Is Serverless Ready for Mission-Critical Apps?


Read and watch part 1 and part 2 of our latest Serverless Show featuring Erica Windisch, CTO and Co-Founder, IOpipe.

In part 3, Hillel stated, “Let’s talk a little bit about serverless and mission-critical systems. I saw an article on MeriTalk about a project that eGlobalTech is doing with FEMA in the U.S. on moving them to AWS and then moving some of their applications to serverless. I thought that would apropos some of the things that we talked about before led me to ask myself a question, ‘Is serverless ready for more mission-critical applications, disaster-recovery applications, or power-critical infrastructure, things like that?’ Are these platforms reliable enough? Are the tools out there to help us do these things or do you think this is fine for mobile apps and gaming, but we should wait a few more years before we start deploying critical things on it?”

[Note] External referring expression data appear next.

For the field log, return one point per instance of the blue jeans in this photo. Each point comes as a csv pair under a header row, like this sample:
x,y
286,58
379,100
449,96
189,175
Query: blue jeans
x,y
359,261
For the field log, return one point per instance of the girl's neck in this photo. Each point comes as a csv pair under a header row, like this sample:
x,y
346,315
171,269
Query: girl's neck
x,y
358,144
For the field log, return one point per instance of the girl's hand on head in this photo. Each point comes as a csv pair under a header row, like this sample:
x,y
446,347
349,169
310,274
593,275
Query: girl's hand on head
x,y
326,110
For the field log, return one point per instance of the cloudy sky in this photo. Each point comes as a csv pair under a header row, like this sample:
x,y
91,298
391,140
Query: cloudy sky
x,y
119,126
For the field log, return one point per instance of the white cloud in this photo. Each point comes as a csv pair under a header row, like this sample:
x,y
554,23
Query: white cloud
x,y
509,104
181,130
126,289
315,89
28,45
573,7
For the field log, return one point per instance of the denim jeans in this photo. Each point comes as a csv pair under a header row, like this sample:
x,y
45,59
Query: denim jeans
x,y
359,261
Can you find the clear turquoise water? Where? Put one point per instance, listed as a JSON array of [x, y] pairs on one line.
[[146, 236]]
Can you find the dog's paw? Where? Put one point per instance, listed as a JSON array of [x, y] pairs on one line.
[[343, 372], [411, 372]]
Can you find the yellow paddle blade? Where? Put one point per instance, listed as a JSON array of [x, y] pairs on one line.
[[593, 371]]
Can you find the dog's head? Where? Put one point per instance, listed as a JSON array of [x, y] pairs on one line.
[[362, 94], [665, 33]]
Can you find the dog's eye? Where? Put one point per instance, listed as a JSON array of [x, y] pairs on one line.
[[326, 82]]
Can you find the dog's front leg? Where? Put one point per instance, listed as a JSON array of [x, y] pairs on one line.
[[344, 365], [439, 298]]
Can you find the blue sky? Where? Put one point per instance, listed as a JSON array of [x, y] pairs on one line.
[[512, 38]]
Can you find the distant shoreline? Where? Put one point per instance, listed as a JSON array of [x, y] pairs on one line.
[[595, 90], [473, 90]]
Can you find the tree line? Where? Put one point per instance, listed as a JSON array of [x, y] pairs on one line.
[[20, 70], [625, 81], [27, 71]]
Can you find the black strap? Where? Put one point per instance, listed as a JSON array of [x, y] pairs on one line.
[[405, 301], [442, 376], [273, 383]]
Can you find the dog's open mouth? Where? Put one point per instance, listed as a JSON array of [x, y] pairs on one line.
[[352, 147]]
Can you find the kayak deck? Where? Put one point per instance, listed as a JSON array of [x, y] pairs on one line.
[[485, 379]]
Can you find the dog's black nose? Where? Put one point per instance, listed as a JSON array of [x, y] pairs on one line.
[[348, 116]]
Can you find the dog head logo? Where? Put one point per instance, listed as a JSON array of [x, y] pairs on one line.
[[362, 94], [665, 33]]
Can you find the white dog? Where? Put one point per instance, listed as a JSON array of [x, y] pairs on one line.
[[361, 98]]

Erica said, “If you’re trying to build an application like that for, say, nuclear power or something, I think there are a lot of things you have to consider about your application design and architecture that are beyond just if it’s serverless or not. I don’t think that serverless itself is a limiting factor for really any kind of application, necessarily. It’s more about how you use it. If everything you’re doing is going through a Kinesis stream or maybe even let’s say you’re super paranoid and you want to have full control over it, you can put it on a ‘not serverless’ thing like Kafka, and then have that go into Lambda.

“You build in resiliency at multiple layers and have multiple layers of redundancy. I think if you do that appropriately, it could be safe. I think it definitely depends on, again, how you build your application more so than what the technology stack looks like underneath.”

Hillel said, “I get how designing for resiliency is obviously critical and can be done on these platforms. I guess I would still avoid a self-driving car system that was using a Lambda function.”

Erica said, “I think they’re trying to build a highly resilient application that is real-time is very difficult.”

Hillel stated, “Obviously, for us, from my perspective, we focus on security. I mean, certainly when you build something that’s more mission critical, your security concerns are elevated as well, and so you have to ask yourself, in that sense, ‘Is this the right platform?’ I actually am a firm believer of the idea that serverless applications tend to be more secure, not less secure than non-serverless or serverfull applications, so in that sense, I’m happy to hear about more mission-critical applications perhaps adopting this environment where I think security can be hard and better. We’ll see how it plays out. But if the next big meltdown is caused by Lambda, we’ll have talked about it here first.”

Favorite Tweets

Hillel selected a tweet of a screenshot from a talk given by recent Serverless Show guest Forrest Brazeal. Hillel explained, “When you look at it, you think, ‘I’m just paying for server costs and they’re lowered somehow from running all the time.’ But then when you factor in all the engineering hours and operations costs and infrastructure management and all that, you have all this heavy cost. I think it’s, perhaps, a slight exaggeration, but I think it’s a good point about how people often miss the point about where costs really are and where you can save costs by changing how you do things.”

The Pain of Cold Starts


Erica selected a tweet from James Ward and explained, “I picked this tweet because I felt that it was really related to our previous conversation about the SLAs and about building for resiliency. I think that we all want serverless to have zero cold starts, but we also recognize physics exists.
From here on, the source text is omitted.